SQL Server useBulkCopyForBatchInsert configuration property
Imagine having a tool that can automatically detect JPA and Hibernate performance issues. Wouldn’t that be just awesome?
Well, Hypersistence Optimizer is that tool! And it works with Spring Boot, Spring Framework, Jakarta EE, Java EE, Quarkus, or Play Framework.
So, enjoy spending your time on the things you love rather than fixing performance issues in your production system on a Saturday night!
Introduction
In this article, we are going to see how the SQL Server useBulkCopyForBatchInsert configuration property works when using JDBC, JPA, or Hibernate.
SQL Server PreparedStatement batching
When using JPA and Hibernate, the generated SQL statements are going to be executed using the JDBC PreparedStatement
because prepared statements increase the likelihood of statement caching, and you to avoid SQL injection attacks.

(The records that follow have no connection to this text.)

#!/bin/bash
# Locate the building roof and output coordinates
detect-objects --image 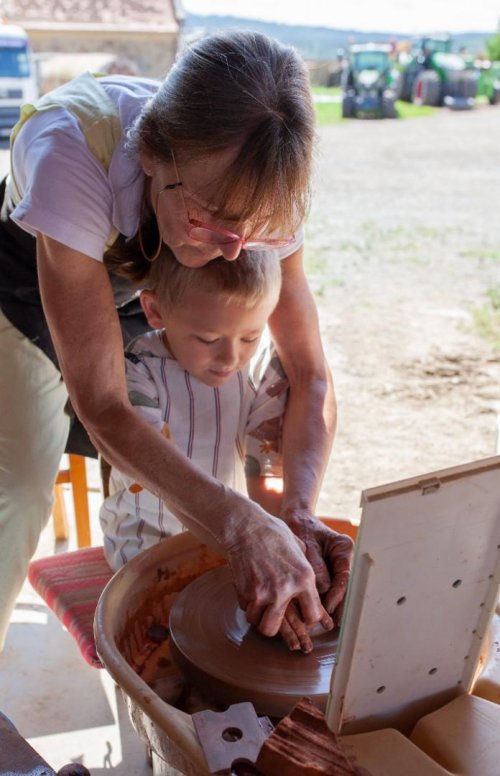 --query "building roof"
[2,0,178,29]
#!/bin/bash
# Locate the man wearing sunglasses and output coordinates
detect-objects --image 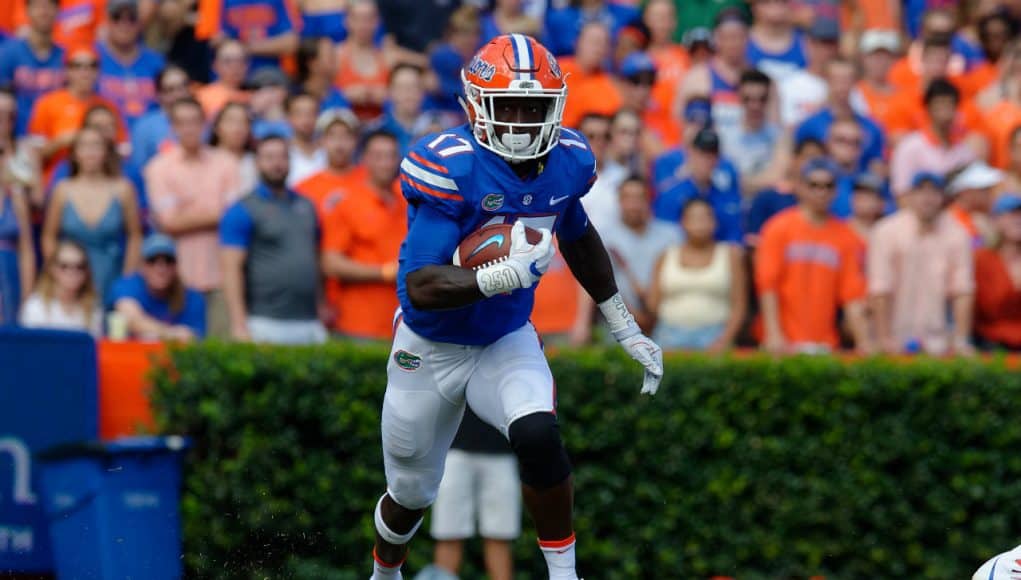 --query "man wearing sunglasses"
[98,0,166,129]
[110,234,205,341]
[756,157,873,353]
[720,68,790,195]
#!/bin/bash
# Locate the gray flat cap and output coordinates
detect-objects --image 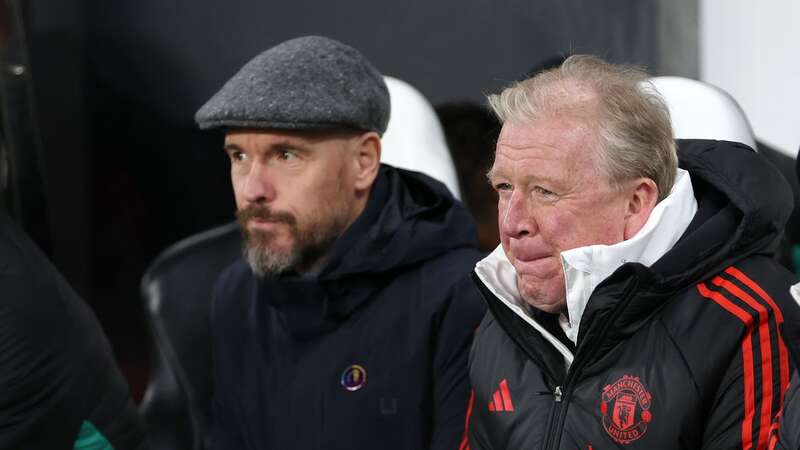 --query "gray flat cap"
[195,36,390,135]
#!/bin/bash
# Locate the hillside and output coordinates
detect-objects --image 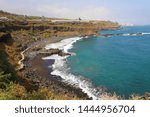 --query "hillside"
[0,11,121,99]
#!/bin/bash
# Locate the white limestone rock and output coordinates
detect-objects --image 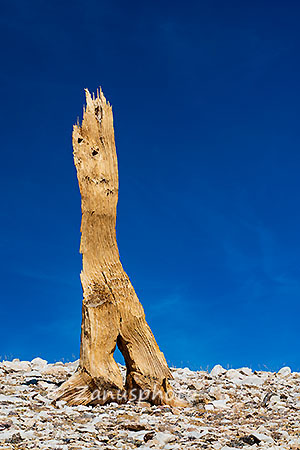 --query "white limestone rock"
[31,358,48,371]
[210,364,226,377]
[277,367,292,377]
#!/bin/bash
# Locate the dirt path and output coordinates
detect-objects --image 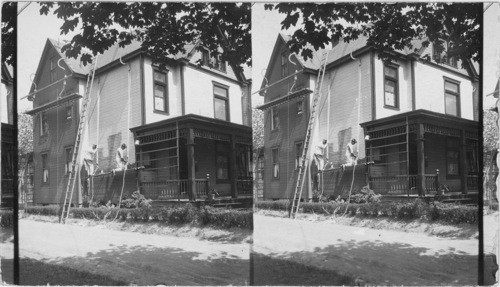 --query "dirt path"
[2,219,250,285]
[253,214,478,285]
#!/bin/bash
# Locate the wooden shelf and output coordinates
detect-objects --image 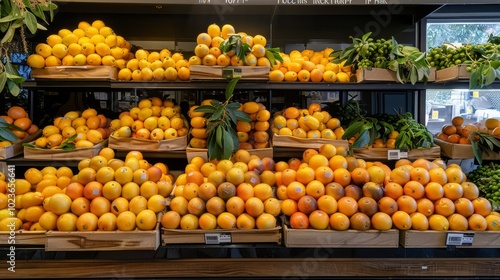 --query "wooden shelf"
[0,257,500,279]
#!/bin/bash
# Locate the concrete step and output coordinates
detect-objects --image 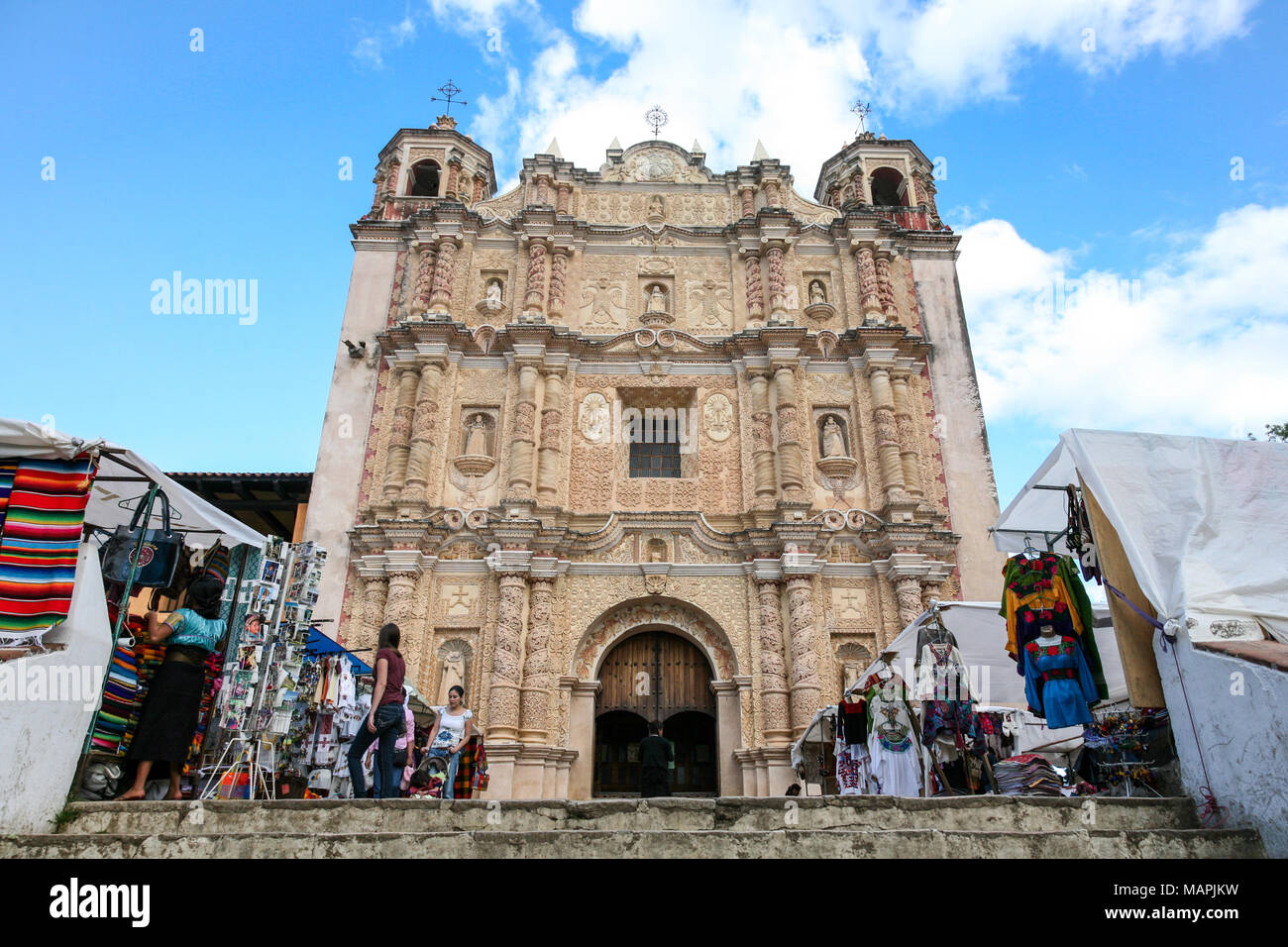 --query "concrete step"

By default, when persisting several Post
entities:
for (long i = 1; i <= 10; i++) { postRepository.persist( new Post() .setId(i) .setTitle(String.format("Post no. %d", i)) ); }
Hibernate generates the following SQL INSERT statements:
Query:["insert into post (title, id) values (?, ?)"], Params:[(Post no. 1, 1)] Query:["insert into post (title, id) values (?, ?)"], Params:[(Post no. 2, 2)] Query:["insert into post (title, id) values (?, ?)"], Params:[(Post no. 3, 3)] Query:["insert into post (title, id) values (?, ?)"], Params:[(Post no. 4, 4)] Query:["insert into post (title, id) values (?, ?)"], Params:[(Post no. 5, 5)] Query:["insert into post (title, id) values (?, ?)"], Params:[(Post no. 6, 6)] Query:["insert into post (title, id) values (?, ?)"], Params:[(Post no. 7, 7)] Query:["insert into post (title, id) values (?, ?)"], Params:[(Post no. 8, 8)] Query:["insert into post (title, id) values (?, ?)"], Params:[(Post no. 9, 9)] Query:["insert into post (title, id) values (?, ?)"], Params:[(Post no. 10, 10)]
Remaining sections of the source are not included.